The online service, called Jelli, allowed listeners to nominate and vote for/against songs on a radio station’s playlist. Though a far cry from a 2000 Flushes-style listener takeover of a radio station, Jelli did provide a unique means of melding broadcasting, smartphones, and social media—something the radio industry itself has only recently begun serious investment in.
Unfortunately, Jelli was never really embraced by radio stations (just about 30 in the entire U.S.), with "crowdsourced" programming typically sequestered to the evening hours. Most stations simply deployed it as a twenty-first century version of the all-request show (sans human interaction), or as a bolt-on widget to their online presences (i.e., more flash than practical use).
In the shutdown announcement, Jelli CEO Mike Dougherty says they’ve spent the last two years rebuilding their business model, moving completely out of the broadcaster/listener interaction game. Now, Jelli is a "cloud-based ad platform for the $40 billion global radio market," and anything "listener" or "social" is long gone.
It would seem that communal audio experiences find it a tough go when they’re wholly online as well. Turntable.fm, which Matthew Lasar calls a pioneer in "distributed deejaying", closed up shop last November (though a derivative concept still lives on). Of course, neither of these intersect with broadcasting as traditionally conceived.

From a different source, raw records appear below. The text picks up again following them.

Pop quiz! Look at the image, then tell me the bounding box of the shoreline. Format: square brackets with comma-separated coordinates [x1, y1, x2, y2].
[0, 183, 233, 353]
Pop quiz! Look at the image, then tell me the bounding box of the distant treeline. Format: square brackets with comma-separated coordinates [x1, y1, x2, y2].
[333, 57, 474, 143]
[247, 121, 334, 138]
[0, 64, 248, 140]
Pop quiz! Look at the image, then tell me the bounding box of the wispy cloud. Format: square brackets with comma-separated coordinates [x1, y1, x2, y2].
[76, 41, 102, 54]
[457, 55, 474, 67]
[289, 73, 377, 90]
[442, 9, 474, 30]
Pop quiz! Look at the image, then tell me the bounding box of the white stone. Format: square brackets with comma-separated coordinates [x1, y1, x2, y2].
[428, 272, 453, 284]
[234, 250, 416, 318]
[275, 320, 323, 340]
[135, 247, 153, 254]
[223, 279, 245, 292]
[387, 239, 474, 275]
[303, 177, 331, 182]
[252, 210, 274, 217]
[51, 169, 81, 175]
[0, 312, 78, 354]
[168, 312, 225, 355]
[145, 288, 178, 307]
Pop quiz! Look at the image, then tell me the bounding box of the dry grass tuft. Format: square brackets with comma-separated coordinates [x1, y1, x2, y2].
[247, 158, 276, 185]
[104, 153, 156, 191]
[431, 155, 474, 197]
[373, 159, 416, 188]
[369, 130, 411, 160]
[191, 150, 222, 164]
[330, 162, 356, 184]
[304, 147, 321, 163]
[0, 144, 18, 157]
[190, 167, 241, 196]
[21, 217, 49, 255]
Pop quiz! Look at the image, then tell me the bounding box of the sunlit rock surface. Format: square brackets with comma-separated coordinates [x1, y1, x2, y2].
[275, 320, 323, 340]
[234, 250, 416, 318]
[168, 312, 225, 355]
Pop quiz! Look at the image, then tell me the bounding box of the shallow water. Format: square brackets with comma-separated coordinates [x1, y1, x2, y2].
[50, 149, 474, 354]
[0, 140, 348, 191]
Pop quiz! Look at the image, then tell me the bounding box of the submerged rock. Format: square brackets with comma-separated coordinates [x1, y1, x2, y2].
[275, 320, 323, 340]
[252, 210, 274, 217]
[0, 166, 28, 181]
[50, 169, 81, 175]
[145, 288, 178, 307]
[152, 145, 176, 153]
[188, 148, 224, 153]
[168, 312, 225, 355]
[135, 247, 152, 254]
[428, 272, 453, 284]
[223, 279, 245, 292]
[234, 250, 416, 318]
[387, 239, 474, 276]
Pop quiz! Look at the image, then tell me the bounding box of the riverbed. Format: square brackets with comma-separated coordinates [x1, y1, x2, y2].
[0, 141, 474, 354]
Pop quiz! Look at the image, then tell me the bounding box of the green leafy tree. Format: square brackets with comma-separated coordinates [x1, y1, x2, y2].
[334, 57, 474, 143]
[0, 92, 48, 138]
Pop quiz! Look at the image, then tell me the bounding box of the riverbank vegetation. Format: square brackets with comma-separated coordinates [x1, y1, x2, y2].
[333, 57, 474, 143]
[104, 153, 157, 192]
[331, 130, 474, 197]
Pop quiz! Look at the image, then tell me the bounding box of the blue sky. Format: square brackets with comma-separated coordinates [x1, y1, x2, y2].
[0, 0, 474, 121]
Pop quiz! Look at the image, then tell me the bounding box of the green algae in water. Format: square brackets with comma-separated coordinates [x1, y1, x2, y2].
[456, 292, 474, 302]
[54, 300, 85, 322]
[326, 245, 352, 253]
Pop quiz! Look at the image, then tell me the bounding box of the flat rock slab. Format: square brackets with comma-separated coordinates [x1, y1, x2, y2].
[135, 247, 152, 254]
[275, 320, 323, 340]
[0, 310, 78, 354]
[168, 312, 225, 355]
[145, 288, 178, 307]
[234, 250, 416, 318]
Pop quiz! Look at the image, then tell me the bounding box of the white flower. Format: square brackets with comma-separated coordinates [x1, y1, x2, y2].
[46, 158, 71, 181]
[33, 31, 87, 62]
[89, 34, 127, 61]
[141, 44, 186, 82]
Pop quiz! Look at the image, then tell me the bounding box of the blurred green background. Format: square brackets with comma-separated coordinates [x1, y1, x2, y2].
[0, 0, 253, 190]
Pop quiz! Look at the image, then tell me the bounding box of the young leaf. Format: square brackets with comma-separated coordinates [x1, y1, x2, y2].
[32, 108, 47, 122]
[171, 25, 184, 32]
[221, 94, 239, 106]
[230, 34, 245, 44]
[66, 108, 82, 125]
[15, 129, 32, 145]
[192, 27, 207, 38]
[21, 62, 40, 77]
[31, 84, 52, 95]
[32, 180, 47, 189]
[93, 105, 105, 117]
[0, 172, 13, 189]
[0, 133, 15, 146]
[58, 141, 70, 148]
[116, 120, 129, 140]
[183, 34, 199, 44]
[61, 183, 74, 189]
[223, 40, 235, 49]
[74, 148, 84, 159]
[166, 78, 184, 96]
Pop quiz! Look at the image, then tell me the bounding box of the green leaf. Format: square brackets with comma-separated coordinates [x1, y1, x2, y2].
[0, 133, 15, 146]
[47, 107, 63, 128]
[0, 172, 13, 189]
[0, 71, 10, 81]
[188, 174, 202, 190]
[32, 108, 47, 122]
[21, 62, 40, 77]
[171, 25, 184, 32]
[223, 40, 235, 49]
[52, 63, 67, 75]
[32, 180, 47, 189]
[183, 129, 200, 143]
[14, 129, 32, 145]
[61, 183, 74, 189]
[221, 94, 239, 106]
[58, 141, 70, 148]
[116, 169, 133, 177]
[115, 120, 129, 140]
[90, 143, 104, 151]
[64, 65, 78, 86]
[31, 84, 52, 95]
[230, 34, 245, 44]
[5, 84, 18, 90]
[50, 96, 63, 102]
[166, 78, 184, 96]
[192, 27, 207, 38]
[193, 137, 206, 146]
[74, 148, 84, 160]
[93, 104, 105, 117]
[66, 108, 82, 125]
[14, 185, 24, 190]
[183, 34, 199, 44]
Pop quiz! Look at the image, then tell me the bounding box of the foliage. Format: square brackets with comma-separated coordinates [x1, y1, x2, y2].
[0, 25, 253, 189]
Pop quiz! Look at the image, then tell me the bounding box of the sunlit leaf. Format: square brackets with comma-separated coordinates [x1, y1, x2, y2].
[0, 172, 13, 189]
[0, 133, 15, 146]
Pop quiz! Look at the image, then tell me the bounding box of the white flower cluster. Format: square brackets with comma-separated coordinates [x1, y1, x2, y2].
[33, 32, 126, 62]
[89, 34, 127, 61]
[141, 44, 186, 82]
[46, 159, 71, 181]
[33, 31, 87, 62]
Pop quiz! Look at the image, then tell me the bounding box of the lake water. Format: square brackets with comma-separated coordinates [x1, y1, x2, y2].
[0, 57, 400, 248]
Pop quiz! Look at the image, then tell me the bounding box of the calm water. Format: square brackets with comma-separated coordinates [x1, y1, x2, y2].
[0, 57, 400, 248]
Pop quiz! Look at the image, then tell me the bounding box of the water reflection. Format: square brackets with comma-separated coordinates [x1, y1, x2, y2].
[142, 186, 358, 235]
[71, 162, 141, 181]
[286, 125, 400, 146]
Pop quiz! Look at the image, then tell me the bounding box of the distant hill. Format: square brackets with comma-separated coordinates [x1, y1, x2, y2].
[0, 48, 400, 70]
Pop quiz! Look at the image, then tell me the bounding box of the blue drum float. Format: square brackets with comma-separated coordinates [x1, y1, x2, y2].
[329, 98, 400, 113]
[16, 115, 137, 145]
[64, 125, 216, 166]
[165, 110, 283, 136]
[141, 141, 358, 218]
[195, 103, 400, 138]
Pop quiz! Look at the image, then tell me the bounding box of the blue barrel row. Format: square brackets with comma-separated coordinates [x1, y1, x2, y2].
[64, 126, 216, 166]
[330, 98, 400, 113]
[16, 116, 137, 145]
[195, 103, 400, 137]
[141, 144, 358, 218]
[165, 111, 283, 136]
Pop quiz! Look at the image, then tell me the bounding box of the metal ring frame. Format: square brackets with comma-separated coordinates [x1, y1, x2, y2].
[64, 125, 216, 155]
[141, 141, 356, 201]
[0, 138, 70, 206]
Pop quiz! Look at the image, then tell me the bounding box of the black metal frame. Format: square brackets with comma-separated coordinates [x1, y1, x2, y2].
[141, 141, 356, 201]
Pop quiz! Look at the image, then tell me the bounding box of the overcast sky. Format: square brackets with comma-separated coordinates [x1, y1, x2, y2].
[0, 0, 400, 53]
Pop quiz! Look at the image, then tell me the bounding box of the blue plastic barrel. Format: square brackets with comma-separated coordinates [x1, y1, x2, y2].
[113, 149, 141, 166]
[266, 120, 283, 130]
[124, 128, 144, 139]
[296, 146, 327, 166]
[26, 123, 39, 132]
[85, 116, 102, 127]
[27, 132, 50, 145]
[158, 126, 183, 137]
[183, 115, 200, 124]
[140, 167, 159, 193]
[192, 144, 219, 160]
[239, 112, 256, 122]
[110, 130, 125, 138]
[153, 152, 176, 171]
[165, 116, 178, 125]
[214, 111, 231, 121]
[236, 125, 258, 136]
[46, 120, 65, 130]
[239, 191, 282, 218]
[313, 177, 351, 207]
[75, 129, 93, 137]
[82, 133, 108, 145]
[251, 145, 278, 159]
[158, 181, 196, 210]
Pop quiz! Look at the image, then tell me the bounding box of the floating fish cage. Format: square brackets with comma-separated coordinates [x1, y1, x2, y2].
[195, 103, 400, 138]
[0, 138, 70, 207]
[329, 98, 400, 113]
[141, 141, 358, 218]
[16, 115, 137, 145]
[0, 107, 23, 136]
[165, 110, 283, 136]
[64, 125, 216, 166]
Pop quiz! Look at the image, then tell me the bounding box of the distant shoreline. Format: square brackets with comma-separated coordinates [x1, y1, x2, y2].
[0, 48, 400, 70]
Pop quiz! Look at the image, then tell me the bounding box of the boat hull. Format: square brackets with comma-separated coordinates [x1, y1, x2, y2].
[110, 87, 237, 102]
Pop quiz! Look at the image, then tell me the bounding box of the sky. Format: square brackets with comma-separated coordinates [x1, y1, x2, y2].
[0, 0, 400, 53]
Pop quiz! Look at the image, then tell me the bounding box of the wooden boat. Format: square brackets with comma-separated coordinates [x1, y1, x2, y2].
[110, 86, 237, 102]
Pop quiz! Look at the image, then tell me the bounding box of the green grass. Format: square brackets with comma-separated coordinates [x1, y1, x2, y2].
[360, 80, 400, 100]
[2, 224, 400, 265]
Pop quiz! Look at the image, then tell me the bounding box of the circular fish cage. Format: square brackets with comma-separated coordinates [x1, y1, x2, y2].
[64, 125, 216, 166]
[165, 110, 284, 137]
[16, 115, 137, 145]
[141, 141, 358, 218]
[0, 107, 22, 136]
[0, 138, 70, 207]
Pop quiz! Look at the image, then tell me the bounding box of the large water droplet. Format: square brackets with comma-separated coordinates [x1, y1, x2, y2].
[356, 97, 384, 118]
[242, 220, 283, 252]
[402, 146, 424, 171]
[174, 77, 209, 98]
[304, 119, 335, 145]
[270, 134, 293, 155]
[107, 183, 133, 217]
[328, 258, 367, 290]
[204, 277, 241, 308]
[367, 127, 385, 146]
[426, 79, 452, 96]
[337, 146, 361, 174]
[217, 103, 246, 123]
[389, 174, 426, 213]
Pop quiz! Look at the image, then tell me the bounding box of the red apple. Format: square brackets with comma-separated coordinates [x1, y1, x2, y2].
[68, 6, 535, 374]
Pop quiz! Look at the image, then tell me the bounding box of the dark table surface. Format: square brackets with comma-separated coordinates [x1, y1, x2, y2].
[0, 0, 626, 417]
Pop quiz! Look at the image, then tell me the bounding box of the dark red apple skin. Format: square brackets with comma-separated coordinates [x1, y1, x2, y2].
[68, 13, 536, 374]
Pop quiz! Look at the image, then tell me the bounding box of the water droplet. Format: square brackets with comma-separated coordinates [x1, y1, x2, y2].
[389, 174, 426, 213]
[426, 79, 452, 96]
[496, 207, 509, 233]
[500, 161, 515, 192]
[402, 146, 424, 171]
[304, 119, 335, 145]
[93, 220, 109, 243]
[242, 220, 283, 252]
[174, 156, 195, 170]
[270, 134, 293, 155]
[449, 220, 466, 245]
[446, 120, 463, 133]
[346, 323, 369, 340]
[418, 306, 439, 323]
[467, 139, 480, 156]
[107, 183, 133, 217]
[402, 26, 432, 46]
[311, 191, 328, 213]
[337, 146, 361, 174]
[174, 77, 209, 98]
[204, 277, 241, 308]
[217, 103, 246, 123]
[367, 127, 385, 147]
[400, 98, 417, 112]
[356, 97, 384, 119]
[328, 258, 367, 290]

I’m kind of surprised at broadcasters’ reticence to experiment in old-Jelli fashion. We’ve already seen journalism (and especially broadcast journalism) open its doors to "non-professionals" and "citizen journalists," and it has not decimated the "industry" (such as it is). Then again, it might potentially decimate the formulaic and segmentary nature of how commercial radio programming works. Heaven forbid broadcasters shift paradigms.